行政職で森林・林業にかかわってます。浅いIT知識(趣味の範囲)を使って楽しようと思ってます。So-netから移行してきました(20160620)。移行前のは20100107~。記事は時々加筆修正することがあります。

予算要求の時期ですが

国庫補助事業の予算要求の時期ですが、
今月の林政ニュースで大北町森林組合の補助金不正受給の問題で、長野県職員の処分に関する記事が載ってて、
当事者への処分だけが進んでいくことにとても違和感を感じている。

 

不正受給問題の概要は↓のとおり(要約版のPDFでも21pもあります)。

大北森林組合の補助金不適正受給等に関する報告書が公表されました/長野県

 

不正受給はいけないことですが、
結果として執行能力を上回る予算が残ることが明らかになった場合に、予算を返せないことに構造的な問題があると思う。
誰もいわないけど、一出先担当だった経験のみですが、そう思う。
今回の件が「それが原因だ」とは何の根拠も持ってません。単なる私見です。

国交省は社会資本整備騒総合交付金でパッケージ化して、パッケージ内で異なる事業メニュー間での予算の流用に柔軟性を持たせてます。(なんでも流用が可能なわけではなく、いわゆる「ミシン目」が入ってて、流用が認められないケースもあります。)

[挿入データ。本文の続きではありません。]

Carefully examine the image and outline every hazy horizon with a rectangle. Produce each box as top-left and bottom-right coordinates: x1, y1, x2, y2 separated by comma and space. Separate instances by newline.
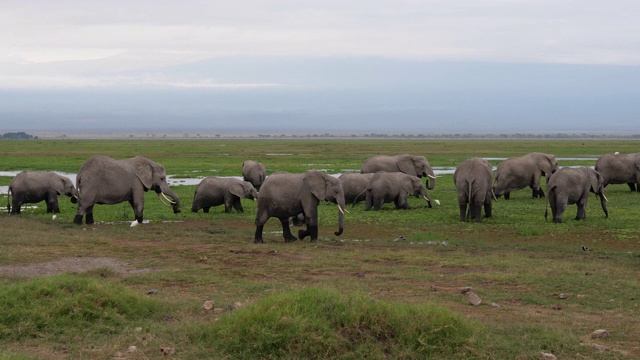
0, 0, 640, 134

一方、林野庁では予算メニューが細分化されてて流用自体がほぼできない。
さらに予算を「返せない」。次年度の予算配当を減らされる可能性もあるので本庁の担当は執行を強要するし。

林野庁の仕事しかしたことない人はそれがフツーだと思ってるかもしれませんが。

新規事業なんかスキームの詳細決まるのも当該年度になってからだったりするし、予算要求はほんと鬼門です。どこで未執行リスクを低減できるかのさじ加減が難しい。

県の再発防止策のうち、「事業体の実態に見合った予算措置」、「年度末の予算執行のあり方の見直し」が重要だと思ってます。
前向きに進むことを祈ってます。